“Moderates” and “Moderation”?
October 8, 2013
Here is an article from the NY Times entitled “A GOP Moderate in the Middle…..of a Jam.” It is about Congressperson Charlie Dent who claims to be a moderate in an increasingly immoderate party. And of course, the crux of this “analysis” is that what we need in the Congress are more moderates like Charlie Dent – as was the case when Bill Clinton was president and the government was “shut down.” As the article claims:
“The dwindling coalition of centrist legislators on both sides of the aisle is one of the reasons the current Congress has all but ground to a halt.”
Of course, such an argument seems to be only common sense, which is one reason it is being endorsed by almost all those who are watching the goings on in D.C. these days. “Oh, if only the immoderates would just compromise, all would be well. The government could govern and the country would be ‘back on track.’” Some even say that it is our alleged “two party system” which is to blame for all of our ills.

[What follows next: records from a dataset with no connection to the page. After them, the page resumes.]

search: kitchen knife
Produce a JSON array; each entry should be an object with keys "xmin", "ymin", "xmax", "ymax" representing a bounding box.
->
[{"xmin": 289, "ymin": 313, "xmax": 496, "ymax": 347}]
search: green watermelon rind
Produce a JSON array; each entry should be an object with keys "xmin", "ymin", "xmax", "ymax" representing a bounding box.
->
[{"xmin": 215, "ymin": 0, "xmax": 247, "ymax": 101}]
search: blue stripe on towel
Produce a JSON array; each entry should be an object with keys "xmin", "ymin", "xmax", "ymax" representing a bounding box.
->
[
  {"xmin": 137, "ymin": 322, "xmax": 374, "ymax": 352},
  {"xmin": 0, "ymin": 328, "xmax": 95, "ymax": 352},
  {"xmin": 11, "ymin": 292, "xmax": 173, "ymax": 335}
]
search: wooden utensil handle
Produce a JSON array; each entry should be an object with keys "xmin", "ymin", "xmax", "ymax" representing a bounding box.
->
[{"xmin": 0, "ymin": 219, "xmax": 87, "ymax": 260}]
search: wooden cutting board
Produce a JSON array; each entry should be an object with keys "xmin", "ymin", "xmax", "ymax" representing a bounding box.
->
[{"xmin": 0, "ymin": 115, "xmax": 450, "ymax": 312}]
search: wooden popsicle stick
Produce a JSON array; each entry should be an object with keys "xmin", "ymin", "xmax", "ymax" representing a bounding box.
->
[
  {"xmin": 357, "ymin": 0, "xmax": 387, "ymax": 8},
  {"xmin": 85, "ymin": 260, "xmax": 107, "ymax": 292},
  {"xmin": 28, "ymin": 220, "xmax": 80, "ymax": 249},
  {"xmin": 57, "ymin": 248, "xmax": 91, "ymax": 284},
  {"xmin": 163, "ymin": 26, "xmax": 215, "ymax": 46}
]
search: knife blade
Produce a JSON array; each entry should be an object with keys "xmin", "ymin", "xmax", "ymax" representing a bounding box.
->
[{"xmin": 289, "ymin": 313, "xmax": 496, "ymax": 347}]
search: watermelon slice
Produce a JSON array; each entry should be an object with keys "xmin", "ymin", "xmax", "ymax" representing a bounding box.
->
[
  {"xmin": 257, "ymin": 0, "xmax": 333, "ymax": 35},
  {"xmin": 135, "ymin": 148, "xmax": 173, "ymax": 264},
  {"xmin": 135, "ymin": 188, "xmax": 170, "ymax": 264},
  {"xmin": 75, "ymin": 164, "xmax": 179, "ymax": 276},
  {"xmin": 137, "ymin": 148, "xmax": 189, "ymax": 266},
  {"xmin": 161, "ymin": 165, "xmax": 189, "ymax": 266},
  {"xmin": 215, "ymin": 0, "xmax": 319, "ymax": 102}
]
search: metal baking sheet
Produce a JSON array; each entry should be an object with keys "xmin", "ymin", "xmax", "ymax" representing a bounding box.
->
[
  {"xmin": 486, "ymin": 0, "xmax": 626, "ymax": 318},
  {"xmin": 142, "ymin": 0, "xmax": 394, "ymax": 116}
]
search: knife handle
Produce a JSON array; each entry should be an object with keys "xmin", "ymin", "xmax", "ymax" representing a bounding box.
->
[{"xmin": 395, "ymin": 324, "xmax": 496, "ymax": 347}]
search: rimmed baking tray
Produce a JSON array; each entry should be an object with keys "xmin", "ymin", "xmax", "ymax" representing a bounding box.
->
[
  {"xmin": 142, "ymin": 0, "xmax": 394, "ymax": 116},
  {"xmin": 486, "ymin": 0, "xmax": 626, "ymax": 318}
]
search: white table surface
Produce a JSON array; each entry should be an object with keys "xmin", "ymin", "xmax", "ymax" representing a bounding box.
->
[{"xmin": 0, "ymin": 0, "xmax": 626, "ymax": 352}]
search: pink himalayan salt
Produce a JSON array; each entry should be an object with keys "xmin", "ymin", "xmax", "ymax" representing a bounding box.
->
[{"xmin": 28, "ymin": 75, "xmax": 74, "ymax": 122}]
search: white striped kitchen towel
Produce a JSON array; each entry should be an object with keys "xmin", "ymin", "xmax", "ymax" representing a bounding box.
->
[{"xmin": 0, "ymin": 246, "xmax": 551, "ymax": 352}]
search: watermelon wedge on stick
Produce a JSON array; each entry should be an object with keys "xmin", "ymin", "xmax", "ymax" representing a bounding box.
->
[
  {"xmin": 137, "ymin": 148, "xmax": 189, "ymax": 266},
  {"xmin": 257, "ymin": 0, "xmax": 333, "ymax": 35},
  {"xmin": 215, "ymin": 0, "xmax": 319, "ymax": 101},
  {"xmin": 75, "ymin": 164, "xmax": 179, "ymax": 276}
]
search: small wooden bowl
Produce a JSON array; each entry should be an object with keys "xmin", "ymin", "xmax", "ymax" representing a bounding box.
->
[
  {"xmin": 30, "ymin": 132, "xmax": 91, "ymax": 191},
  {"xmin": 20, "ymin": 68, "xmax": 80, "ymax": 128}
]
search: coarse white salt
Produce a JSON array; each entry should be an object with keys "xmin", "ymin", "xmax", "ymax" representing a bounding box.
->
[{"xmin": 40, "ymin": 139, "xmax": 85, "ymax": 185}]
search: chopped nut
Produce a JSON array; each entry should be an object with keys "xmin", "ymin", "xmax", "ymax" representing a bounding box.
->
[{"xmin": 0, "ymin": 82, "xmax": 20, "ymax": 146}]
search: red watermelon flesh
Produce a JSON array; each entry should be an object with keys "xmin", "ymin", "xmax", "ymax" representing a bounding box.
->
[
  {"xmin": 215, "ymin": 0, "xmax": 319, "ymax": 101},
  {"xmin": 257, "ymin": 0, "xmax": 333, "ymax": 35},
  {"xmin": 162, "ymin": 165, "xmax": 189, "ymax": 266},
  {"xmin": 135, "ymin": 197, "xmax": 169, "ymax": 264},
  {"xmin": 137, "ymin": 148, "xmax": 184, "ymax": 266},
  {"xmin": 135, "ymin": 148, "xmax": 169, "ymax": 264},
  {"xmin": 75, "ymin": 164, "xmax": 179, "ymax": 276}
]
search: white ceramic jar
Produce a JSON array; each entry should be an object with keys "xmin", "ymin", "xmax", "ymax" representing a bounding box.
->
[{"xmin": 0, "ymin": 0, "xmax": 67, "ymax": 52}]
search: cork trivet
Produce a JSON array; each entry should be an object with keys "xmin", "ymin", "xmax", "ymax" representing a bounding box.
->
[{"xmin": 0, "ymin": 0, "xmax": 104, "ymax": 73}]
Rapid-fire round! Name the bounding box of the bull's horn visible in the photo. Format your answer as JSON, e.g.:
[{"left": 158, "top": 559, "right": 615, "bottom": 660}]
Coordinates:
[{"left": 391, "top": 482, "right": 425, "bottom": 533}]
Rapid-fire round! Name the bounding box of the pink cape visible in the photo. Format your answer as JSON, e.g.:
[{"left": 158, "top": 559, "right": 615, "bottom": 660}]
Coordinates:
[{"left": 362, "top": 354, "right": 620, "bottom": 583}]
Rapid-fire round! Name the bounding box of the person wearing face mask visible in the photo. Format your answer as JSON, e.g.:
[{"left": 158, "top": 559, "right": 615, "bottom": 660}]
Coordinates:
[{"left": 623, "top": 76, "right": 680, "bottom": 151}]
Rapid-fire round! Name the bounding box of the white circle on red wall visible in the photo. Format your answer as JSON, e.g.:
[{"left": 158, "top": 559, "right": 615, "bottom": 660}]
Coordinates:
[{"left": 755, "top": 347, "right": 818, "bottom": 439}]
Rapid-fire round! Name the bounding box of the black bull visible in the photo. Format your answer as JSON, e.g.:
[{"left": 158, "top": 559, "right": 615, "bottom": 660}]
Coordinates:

But this article never asks: What does “moderation” get us? It gets the government “open” again but beyond that, what happens? It seems to me that the answer to that question is: Just more of the same. That is, just a continuation of the status quo. Which should lead to the question: Is continuing the status quo all that desirable?
If you assume that our current leaders of our “two” parties are status quo politicians, then the “shut down” is hardly a failure or an indication that the system is “broken.” Rather, it is exactly what they want because it makes the status quo look desirable. Almost all focus on the “need” to “re-open” the government or extend the debt ceiling and almost no one focuses on change, that is, the kind of changes that are needed to improve an otherwise bleak situation.
For example, with the government “shut,” no one can think about how to improve our increasingly unequal society, how to stop our militaristic adventures such as the kidnapping that just occurred in Libya, or to stop our support for the new despots claiming the right to rule in Egypt or for the jihadists attempting to overthrow Assad in Syria. And, apparently, the government “shut down” does not prevent such military actions or such imprudent “diplomacy.”
Moreover, the “shut down” reinforces the “lesson” we have been taught over and over again: Politics doesn’t “work” and there is little that can be done to remedy our ills. Preserving the status quo, across the board, is all that can be accomplished. And this is labeled “moderation.” In our current situation, I submit it would be better labeled “extremism,” as extreme for example as the reassertion of dictatorship in Egypt – which by the way is also being presented to us as “moderation.”